Jansen's sculptures are doubly pleasing, first because you marvel at the mechanisms that make them work, and then because they are just beautiful. This new compilation video shows the different forms a Strandbeest can take, and the different ways they move. Whether you are familiar with Jansen's work or not, you will get a kick out of what the "beests" have been doing. -via Born in Space
In Greek mythology, Daedalus made wings from bird feathers and beeswax. He and his son Icarus flew while wearing the wings, but Icarus, even though he had been warned, flew too high and got close to the sun. The sun melted the beeswax, and Icarus fell to his death.
The image above is real. Astrophotographer Andrew McCarthy captured a photograph on November 8th of Gabriel C. Brown falling from an aircraft against the backdrop of the sun before he opened his parachute. The shot required weeks of meticulous planning, as McCarthy and his camera were more than a mile away. It took six attempts to line up the aircraft with the sun, but once Brown jumped, that was the only chance to take the picture, because repacking the parachute would take too long for a second try. McCarthy, who specializes in photographing the sun, was quite pleased with the result.
Read what went into capturing "The Fall of Icarus" at LiveScience.

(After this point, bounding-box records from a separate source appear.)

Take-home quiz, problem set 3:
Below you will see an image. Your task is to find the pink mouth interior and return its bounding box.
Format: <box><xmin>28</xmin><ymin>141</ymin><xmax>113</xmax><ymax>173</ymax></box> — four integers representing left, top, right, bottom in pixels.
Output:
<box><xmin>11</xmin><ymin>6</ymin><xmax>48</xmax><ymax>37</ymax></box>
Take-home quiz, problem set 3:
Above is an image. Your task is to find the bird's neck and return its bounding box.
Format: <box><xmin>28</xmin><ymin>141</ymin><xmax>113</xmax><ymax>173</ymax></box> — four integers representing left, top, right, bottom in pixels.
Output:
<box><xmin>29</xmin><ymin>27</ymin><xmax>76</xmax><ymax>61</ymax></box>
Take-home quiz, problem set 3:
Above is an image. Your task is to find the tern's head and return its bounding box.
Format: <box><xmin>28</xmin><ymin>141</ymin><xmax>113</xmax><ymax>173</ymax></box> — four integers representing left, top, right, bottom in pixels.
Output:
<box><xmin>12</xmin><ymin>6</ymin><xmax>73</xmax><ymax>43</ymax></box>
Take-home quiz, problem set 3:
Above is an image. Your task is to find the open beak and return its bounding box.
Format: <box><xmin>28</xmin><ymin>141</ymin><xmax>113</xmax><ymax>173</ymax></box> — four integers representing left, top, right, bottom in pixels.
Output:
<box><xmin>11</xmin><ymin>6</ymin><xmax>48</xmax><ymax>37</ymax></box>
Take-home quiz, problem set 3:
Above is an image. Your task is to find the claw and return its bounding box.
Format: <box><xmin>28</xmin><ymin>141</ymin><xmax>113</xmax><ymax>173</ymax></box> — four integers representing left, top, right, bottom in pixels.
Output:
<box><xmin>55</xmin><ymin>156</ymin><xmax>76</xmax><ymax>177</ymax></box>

Brown has video clips of the photoshoot in an Instagram post. -via Metafilter
Supercuts are fun, but supercuts that make a melodic song are even better. Dustin Ballard, also known as There I Ruined It (previously at Neatorama) compiled incidences of the term "cold beer" in country songs, and there are a lot of them, particularly in "Bro-country" from recent years.
The notion that country music is full of cliches goes way back. Recall the 1975 song "You Never Even Called Me By My Name" with the bonus verse. Then in 2015, Gregory Todd demonstrated how formulaic the music itself had become with his 6-song mashup. It turned out those songs were written by the same group of composers. Probably on an assembly line.
Meanwhile, enjoy this short but amusing mashup that serves as a tribute to the importance of cold beer. If you pay attention, you'll see a clip from Bo Burnham at :37. It's from his 2016 parody song that makes the same point.